Uno di questi saggi indiani, noto come Padmasambhava (o Guru Rinpoche), è visto oggi come il fondatore del buddismo Tibetano. Negli scritti viene narrato che Padmasambhava abbia scoperto il culto della daga lungo il suo cammino verso il Tibet.

Dagli stessi scritti emergerebbe anche che il Guru abbia perfezionato il culto della daga, dimostrando quindi il fatto che il Phurpa risalga a prima dell’avvento del buddismo in Tibet.
Quello che non è chiaro è quale sia stato effettivamente il contributo del Guru indiano al culto della daga.

È difficile classificare i Phurpa in modo preciso, anche dal punto di vista iconografico, ogni daga ha la sua caratteristica peculiare; questo poiché spesso le tradizioni sono state tramandate oralmente. Si può tuttavia indicare alcune generalità dello strumento.
Sulla tripla lama si avvolgono generalmente dei serpenti, e si sviluppa dalla testa del Makara, parola in Sanscrito riconducibile ad un mostro sacro simile ad un coccodrillo.

Sopra alla testa del Makara si trova generalmente “il nodo eterno”, simbolo di fortuna.
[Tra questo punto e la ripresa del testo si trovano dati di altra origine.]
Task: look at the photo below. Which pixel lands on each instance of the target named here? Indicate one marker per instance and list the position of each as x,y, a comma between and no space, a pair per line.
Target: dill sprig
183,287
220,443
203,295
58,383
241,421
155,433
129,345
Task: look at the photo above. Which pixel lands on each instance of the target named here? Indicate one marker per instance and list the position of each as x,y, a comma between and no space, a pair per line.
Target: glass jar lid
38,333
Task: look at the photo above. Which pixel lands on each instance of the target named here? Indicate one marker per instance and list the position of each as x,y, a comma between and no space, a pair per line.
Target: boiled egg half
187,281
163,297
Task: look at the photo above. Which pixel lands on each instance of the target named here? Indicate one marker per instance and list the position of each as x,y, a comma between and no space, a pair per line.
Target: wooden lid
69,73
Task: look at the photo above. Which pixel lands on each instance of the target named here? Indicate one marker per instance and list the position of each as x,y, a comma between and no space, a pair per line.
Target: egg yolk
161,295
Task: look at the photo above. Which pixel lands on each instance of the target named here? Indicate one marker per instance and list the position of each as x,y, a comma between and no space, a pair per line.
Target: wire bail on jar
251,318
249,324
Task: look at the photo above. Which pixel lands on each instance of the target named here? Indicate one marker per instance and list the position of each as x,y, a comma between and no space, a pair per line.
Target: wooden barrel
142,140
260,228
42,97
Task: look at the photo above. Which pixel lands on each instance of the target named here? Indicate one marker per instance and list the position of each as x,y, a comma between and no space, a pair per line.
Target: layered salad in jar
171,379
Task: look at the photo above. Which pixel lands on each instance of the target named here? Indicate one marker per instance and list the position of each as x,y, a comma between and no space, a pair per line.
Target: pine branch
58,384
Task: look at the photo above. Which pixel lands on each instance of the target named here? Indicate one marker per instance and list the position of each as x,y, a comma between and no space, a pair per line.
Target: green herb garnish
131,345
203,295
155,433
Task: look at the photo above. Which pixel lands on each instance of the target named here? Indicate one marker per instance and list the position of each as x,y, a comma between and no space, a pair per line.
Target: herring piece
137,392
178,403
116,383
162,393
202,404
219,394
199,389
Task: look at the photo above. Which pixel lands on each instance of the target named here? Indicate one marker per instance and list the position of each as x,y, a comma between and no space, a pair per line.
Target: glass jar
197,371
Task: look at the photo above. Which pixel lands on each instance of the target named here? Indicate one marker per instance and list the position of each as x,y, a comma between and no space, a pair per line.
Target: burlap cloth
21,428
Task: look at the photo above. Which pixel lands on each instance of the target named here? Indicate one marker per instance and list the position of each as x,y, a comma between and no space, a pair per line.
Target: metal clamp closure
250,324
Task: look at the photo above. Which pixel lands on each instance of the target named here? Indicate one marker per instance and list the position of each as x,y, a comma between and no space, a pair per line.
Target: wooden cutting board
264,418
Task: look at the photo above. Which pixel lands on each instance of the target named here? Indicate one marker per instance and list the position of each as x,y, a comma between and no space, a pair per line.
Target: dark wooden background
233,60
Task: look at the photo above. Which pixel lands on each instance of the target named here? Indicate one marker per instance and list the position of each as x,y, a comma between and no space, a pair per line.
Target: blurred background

L’impugnatura è costituita da un certo numero di nodi sui quali compaiono fiori di loto stilizzati. Dopo l’ultimo nodo eterno si trova la testa a tre volti che spesso, ma non sempre, hanno i denti scoperti con un’espressione d’ira. Sulla testa è talvolta presente una testa di cavallo, che rappresenta un Tamdin, oppure altri simboli buddisti.

La tripla lama del Phurpa simboleggia il superamento o il taglio delle tre radici velenose dell’ignoranza, del desiderio e dell’odio, e rappresenta anche il controllo dei tre tempi: passato, presente e futuro.
La forma triangolare rappresenta l'elemento del fuoco e simboleggia l’ira. Le teste del Makara nella parte superiore dell’impugnatura rappresentano la sua ferocia.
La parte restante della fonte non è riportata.